Türkische Lira verliert an Wert
Erdoğans ersten Erlasse betrafen dann auch die Zentralbank: Deren Chef wird künftig vom Präsidenten und nicht mehr vom Kabinett ernannt, seine Amtszeit um ein Jahr auf vier Jahre verkürzt. Der selbsterklärte Zinsgegner hatte vor seinem Sieg bei der Präsidentschaftswahl im Juni angekündigt, die Notenbank an die kurze Leine zu nehmen. Die Zentralbank bleibe zwar auch nach der Umstellung auf das Präsidialsystem unabhängig. Doch die Währungshüter könnten die vom Staatsoberhaupt ausgehenden Signale nicht ignorieren, sobald das neue System etabliert sei.
Die Teuerung in der Türkei ist derzeit mit etwa 15,4 Prozent so hoch wie seit 14 Jahren nicht mehr. Die türkische Lira hat gegenüber dem Dollar ein Fünftel ihres Wertes in diesem Jahr verloren. Erdoğan hat dafür auch immer wieder Spekulanten aus dem Ausland verantwortlich gemacht.
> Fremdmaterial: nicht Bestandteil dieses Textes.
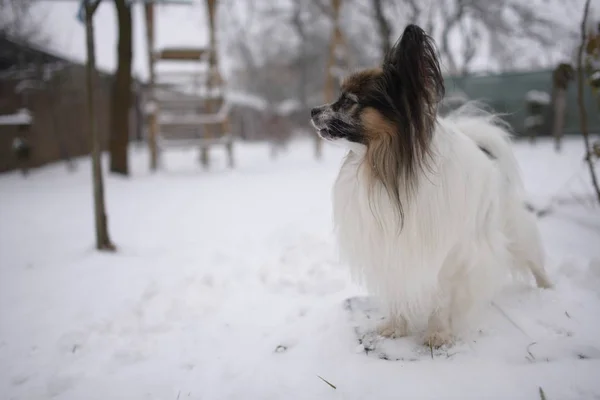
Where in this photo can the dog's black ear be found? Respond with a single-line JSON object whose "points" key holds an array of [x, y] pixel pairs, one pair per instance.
{"points": [[413, 77]]}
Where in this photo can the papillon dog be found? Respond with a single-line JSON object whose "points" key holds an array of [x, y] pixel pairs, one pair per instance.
{"points": [[428, 210]]}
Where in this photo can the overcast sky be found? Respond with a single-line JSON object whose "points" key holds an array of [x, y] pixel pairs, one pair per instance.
{"points": [[176, 25], [180, 25]]}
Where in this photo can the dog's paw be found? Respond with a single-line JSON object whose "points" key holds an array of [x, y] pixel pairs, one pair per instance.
{"points": [[393, 328], [438, 339]]}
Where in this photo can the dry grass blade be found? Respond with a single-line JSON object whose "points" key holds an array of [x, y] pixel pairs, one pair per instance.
{"points": [[327, 382]]}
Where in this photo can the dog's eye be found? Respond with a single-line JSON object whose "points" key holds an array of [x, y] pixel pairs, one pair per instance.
{"points": [[349, 99]]}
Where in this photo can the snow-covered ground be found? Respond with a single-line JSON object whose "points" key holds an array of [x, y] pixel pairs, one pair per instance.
{"points": [[226, 286]]}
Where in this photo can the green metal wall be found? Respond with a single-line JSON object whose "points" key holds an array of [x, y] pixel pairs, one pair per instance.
{"points": [[505, 93]]}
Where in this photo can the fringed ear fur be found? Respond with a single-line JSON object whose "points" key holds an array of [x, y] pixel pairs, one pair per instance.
{"points": [[413, 85]]}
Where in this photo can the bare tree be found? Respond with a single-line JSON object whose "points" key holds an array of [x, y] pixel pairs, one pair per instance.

An den Finanzmärkten sorgten Erdoğans Personalentscheidungen für Verunsicherung. Die Investoren verschreckte vor allem, dass der marktfreundliche Ex-Vize-Ministerpräsident Mehmet Simsek nicht mehr der Regierung angehören wird. „Insgesamt betrachtet deutet alles darauf hin, dass Erdoğan seinen direkten Einfluss auf politische Schlüsselbereiche sofort erhöhen wird, ohne sich dabei groß von Experten beraten zu lassen“, schrieben die Analysten der Commerzbank in einer Studie.
Erdoğans Anhänger sehen in den Verfassungsänderungen einen Lohn für einen Politiker, der seit 15 Jahren die Geschicke des Landes bestimmt und dabei islamische Werte ins Zentrum gestellt hat. Die fromme Arbeiterschaft wurde von ihm gefördert sowie der Bau von Flughäfen, Krankenhäuser und Schulen vorangetrieben.
Seine Gegner werfen ihm vor, das Land in einen autoritären Staat zu verwandeln, von westlichen Werten wie Meinungsfreiheit und Demokratie abzurücken sowie die säkularen Strukturen zu zerstören, die der Gründer der modernen Türkei, Mustafa Kemal Atatürk, aufgebaut hat.